Intento volver a la serie, pero la broma parece que continúa. Los agentes, gracias al artefacto, logran rastrearle la pista a su compañera y llegar hasta el discreto y oculto escondite de los proxenetas. ¡Menos mal que llevaba el podómetro mágico! De no ser por él no sé cómo dos inspectores entrenados habrían podido seguir a un AUTOBÚS hasta una MANSIÓN iluminada en lo alto de la colina. Allí optan por entrar igualmente de tapadillo, porque eso de sacar la placa, llamar a los refuerzos y arrestar a todos los millonetis con las manos en el pan parece que no es lo que buscan. Ellos prefieren el sigilo, por lo que, mientras drogan a su compañera con un spray bucal, ellos saltan la verja a cara descubierta y reduciendo a varios guardas mientras la producción opta por amenizar todo con una anticlimática música de violines. [Nótense las ironías]
Si las casualidades me estorban, las incongruencias me hunden por completo
Pero el mejor momento llega cuando los policías se acercan justo a una ventana que está abierta justo en el momento en que los villanos están al otro lado hablando justamente del caso y de lo malos que son. Y todo esto a la vez que justo la infiltrada entra a vomitar justo en el mismo baño y en el justo momento en que está dentro drogada perdida justamente la desaparecida que estaba buscando. ¡Anda, coño!

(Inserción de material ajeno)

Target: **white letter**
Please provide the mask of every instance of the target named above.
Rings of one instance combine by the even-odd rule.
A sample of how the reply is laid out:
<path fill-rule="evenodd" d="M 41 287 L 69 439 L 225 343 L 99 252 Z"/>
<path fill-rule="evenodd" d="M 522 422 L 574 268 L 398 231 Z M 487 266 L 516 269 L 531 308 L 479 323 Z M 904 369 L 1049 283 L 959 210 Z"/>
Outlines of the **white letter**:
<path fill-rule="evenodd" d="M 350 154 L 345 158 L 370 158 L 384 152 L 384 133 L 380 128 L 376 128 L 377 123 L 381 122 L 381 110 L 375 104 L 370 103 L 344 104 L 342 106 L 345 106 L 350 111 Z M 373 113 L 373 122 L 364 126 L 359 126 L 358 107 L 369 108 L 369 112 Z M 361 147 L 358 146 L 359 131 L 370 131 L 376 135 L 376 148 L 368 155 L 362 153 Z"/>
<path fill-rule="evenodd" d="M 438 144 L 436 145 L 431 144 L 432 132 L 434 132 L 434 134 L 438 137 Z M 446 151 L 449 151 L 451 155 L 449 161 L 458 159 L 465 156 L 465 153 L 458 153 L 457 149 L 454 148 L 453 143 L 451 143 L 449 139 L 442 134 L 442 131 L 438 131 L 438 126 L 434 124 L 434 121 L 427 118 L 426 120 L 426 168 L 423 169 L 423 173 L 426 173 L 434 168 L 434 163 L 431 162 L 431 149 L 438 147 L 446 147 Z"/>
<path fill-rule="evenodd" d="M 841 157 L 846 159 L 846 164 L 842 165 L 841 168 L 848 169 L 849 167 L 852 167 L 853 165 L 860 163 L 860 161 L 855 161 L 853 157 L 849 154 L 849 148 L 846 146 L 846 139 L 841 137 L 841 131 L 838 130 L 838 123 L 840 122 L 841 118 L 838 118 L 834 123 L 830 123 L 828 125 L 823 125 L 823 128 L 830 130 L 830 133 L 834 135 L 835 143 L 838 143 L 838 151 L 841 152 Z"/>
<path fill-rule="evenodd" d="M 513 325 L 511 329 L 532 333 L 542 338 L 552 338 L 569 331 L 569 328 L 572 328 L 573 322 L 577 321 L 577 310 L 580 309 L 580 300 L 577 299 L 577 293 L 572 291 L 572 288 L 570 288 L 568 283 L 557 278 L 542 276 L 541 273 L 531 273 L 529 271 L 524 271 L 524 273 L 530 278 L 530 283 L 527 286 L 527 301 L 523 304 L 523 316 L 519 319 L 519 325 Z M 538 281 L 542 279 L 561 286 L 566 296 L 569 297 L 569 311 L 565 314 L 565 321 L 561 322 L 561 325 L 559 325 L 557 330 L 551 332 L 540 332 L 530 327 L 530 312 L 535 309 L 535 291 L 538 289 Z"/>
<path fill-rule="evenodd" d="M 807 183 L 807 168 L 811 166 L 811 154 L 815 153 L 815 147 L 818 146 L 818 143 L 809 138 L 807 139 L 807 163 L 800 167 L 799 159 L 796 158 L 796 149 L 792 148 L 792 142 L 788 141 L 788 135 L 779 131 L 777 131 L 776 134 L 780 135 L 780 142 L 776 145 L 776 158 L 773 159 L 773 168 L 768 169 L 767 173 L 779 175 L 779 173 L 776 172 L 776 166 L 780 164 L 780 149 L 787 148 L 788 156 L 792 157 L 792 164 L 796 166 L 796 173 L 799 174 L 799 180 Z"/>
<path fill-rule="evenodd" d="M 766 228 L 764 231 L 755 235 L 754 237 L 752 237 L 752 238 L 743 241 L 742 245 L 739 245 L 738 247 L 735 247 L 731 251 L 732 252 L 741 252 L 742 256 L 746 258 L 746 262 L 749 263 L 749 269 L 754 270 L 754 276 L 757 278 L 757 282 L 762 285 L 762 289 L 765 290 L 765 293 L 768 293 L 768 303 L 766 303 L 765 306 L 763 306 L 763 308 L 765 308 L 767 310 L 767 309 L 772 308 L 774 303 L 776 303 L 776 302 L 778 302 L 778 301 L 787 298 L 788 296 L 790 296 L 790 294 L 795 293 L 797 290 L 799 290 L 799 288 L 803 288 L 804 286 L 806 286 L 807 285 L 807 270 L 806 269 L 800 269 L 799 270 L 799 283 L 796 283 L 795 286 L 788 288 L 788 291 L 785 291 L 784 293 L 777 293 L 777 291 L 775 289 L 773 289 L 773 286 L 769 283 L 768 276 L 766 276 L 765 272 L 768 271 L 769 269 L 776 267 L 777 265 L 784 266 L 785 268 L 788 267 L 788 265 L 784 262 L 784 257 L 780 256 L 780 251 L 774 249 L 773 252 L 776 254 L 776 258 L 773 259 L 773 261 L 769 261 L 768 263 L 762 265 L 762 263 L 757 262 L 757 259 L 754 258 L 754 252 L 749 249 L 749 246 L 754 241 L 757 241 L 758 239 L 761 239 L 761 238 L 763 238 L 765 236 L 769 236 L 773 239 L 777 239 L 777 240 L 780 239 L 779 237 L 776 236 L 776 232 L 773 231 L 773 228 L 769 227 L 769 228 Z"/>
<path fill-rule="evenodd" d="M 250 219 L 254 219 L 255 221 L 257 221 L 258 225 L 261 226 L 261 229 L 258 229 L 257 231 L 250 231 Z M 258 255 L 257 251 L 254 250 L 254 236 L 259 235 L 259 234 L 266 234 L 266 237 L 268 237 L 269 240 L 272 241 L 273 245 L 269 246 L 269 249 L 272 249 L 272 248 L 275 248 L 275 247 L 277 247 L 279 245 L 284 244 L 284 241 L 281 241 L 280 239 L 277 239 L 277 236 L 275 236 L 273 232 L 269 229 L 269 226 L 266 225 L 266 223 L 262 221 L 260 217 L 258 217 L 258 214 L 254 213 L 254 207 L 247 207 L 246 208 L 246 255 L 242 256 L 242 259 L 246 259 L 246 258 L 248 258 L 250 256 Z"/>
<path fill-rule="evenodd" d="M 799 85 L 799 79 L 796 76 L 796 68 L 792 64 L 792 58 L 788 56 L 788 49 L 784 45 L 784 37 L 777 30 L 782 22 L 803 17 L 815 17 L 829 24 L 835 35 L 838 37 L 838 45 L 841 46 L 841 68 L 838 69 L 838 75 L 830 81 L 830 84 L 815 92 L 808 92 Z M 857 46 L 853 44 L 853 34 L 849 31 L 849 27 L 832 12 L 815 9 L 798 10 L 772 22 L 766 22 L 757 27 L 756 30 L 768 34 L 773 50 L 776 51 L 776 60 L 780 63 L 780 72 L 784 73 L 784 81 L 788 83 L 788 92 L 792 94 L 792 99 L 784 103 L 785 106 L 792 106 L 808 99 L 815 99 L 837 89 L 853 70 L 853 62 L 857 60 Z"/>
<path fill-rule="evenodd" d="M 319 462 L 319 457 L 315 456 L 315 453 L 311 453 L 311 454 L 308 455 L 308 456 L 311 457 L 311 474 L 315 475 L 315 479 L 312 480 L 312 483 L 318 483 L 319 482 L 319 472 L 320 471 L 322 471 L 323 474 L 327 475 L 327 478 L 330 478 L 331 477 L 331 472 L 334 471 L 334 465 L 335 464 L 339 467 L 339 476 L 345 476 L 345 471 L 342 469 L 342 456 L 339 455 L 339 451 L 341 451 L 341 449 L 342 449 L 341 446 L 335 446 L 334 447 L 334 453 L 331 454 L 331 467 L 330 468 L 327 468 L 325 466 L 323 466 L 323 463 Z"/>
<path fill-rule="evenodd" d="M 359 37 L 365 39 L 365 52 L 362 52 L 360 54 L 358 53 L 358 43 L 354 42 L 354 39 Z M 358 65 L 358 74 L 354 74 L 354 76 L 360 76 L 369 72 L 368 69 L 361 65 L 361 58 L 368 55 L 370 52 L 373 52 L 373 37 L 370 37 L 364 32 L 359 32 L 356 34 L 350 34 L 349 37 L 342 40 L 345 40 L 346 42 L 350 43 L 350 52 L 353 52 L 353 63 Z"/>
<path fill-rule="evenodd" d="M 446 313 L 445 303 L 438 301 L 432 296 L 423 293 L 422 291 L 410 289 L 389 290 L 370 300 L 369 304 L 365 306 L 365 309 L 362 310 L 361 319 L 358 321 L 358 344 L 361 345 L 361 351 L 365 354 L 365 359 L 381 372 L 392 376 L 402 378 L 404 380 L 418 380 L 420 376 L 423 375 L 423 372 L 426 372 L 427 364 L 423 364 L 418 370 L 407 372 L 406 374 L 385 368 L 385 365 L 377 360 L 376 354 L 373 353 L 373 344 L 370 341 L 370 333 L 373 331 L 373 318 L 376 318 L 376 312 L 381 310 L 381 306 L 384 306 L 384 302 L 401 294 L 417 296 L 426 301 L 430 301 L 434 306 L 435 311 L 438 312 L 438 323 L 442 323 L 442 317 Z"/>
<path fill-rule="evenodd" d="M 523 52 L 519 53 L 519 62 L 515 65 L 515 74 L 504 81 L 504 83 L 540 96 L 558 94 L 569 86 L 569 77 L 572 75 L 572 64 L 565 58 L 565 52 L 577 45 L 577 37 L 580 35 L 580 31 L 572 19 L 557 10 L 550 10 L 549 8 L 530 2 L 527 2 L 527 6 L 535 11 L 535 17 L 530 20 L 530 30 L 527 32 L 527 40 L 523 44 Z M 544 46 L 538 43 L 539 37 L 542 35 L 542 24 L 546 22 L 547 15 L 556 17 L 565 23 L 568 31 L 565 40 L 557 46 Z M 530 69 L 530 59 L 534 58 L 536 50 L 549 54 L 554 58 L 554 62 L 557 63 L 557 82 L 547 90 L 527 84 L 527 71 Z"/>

Y claro, todo esto sin contar el drama paralelo que lleva el mafioso local que, a pesar de querer pasarse al lado legal y llevar sus negocios sin llamar la atención, es él quien va personalmente a hacer todas las fechorías, desde sacarle los dientes a sus enemigos hasta llamar desde el teléfono del trabajo a los secuaces del cartel de Sinaloa —o algo similar—.
Si las casualidades me estorban, las incongruencias me hunden por completo. Que el episodio termine con un bólido derrapando y huyendo hacia una luna llena digital de lo más hortera es, sencillamente, lo de menos. Por lo que a mí respecta, esta ficción ha bajado de culo todos los escalones que había subido la primera hacia la cima de las series eternas. La terminaré de ver, pero haciendo un esfuerzo. Y eso, amigos míos, es un grave problema.
Soy fan acérrimo de la primera temporada con todas sus virtudes (muchas) y todos sus defectos (unos cuantos). Asistí al estreno en V.O.S.E. de la segunda temporada y no he sido capaz de pasar del segundo capítulo. Qué decepción.